Even short of abstinence, there is much that we can do individually and voluntarily to reduce our food emissions. If farmers worldwide adopted the practices of the tenth percentile of producers with the lowest emissions intensities, greenhouse gas emissions from cattle could be reduced by over 62 per cent.
So let’s buy only from low-emission producers. British beef is 40 per cent as emissions-intensive as the average worldwide. It emits a third of the emissions of South American beef, where the Amazon is being horrendously deforested to make way for low-density pastures.
Additionally, in England and Wales, the national farming union has developed a strategic plan to achieve net-zero greenhouse gas emissions by 2040. This comes from better farming practices, such as improved feed additives and precision farming, planting more woodland and hedgerows and displacing fossil fuels with land-based renewables. Let’s keep the industry to account on its promises.
Other technological changes can also reduce our food emissions. Let’s invest in them. Globally, genetic engineering, largely forbidden under EU rules, has decreased emissions by reducing the use of herbicides and insecticides, improving the health of crops and facilitating cuts in fuel use and tillage changes. Further genetic engineering could reduce the emissions produced by livestock grazing, while engineering organisms themselves could accelerate selective breeding to make cattle less emissions-intensive – although this raises important ethical implications.
The most promising innovation comes from meat cultured from animal muscle cell. Ultimately, many people enjoy eating meat – something which needs neither justification nor approval.

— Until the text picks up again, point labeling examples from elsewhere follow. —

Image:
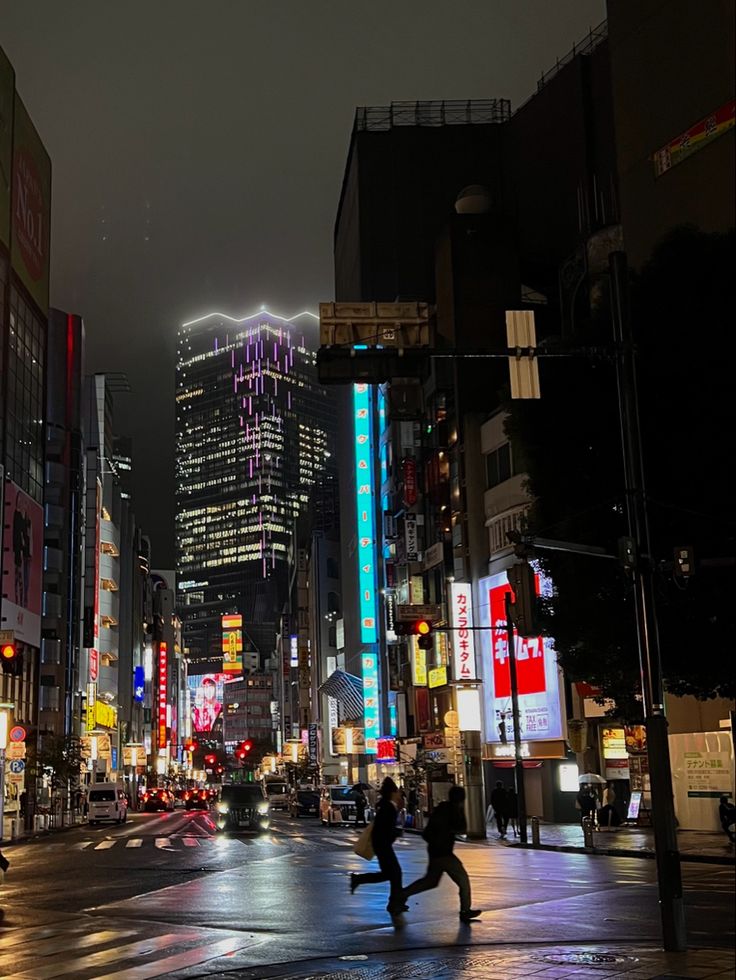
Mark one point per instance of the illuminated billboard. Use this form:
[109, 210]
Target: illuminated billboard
[205, 698]
[539, 679]
[365, 506]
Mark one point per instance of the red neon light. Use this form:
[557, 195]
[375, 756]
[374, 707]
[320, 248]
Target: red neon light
[162, 693]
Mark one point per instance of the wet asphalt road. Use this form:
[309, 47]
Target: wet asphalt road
[163, 895]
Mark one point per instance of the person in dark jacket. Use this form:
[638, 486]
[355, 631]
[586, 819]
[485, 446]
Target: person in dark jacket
[383, 835]
[499, 802]
[446, 822]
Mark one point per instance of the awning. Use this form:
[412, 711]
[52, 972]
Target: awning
[347, 689]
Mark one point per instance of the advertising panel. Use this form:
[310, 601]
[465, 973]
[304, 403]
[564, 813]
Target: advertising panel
[541, 705]
[365, 507]
[31, 208]
[22, 565]
[232, 643]
[206, 697]
[461, 620]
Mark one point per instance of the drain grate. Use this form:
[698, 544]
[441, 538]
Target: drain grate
[585, 959]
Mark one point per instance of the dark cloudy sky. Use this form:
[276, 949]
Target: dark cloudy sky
[198, 150]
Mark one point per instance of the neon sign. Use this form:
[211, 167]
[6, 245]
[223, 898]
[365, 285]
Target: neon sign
[365, 504]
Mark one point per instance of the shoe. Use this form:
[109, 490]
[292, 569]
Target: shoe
[469, 914]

In the ideal world, meat-lovers would be able to munch on their burgers and steaks without worrying about their environmental impact, their health or animal welfare. That’s exactly the future that has long been promised by lab-grown meat. If those promises come true, the whole war on meat is living on borrowed time, speaking to a discussion already nearing its expiry date.

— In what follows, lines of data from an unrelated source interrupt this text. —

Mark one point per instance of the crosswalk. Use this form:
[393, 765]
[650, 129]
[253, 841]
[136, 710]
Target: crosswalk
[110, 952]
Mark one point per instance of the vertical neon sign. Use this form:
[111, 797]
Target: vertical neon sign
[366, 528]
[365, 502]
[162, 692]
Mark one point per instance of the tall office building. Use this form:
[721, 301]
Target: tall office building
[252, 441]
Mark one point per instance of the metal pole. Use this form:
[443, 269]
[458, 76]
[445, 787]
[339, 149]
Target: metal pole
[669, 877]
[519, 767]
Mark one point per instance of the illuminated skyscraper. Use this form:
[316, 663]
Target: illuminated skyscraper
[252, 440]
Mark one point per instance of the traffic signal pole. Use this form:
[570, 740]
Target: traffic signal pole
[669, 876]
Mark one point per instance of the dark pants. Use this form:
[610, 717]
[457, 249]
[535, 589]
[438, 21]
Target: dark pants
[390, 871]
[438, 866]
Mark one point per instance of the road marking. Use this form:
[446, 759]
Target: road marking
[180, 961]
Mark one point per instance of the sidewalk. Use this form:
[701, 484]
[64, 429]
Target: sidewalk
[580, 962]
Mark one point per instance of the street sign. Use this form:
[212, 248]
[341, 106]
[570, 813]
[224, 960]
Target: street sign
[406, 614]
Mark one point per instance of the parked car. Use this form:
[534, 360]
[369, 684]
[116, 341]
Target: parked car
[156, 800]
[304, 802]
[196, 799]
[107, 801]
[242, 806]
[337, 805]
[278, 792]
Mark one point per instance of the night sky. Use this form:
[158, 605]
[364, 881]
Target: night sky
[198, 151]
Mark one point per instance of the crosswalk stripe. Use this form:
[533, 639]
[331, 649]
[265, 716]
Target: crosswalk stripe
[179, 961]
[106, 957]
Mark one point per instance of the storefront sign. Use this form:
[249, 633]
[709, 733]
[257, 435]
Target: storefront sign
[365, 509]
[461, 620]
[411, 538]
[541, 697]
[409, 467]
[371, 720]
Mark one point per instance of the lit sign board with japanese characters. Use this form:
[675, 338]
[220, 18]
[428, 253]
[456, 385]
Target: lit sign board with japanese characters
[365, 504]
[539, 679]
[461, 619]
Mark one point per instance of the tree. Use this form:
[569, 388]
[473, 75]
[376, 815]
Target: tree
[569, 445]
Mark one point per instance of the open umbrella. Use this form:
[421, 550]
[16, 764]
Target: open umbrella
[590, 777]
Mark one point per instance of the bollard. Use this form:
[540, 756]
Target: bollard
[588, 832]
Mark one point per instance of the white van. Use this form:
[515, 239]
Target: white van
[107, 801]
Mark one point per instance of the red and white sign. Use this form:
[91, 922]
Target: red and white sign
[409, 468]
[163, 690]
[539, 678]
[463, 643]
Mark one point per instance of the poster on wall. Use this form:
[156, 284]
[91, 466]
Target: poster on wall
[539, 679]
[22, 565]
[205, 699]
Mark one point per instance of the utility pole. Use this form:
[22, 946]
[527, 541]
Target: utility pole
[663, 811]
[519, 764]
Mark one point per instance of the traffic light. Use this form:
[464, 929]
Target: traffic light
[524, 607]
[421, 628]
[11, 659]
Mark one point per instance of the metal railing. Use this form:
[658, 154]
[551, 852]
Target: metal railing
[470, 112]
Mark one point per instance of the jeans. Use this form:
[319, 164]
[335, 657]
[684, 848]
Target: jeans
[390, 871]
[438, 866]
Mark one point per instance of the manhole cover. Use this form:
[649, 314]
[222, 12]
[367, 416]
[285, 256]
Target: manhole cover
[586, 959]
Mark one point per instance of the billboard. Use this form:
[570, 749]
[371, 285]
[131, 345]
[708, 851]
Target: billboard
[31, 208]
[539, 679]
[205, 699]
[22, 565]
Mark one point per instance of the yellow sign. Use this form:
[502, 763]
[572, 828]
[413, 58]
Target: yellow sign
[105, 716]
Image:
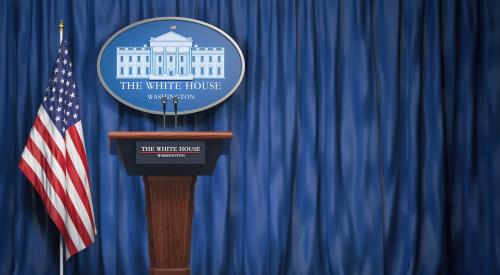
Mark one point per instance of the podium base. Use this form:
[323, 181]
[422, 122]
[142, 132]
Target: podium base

Still, none of this on its own will save the planet. Agriculture just isn’t a sufficiently large source of emissions to do so.
We can drastically cut down on our food emissions – and, of course, we should. Every little helps. But we ought not to lose sight of where and how the greatest savings in emissions can be made. If Enfield council’s war on meat proves as unpopular as it was in campuses across the country, the political energy expended on it might be best preserved for a more worthwhile front in the struggle against global warming.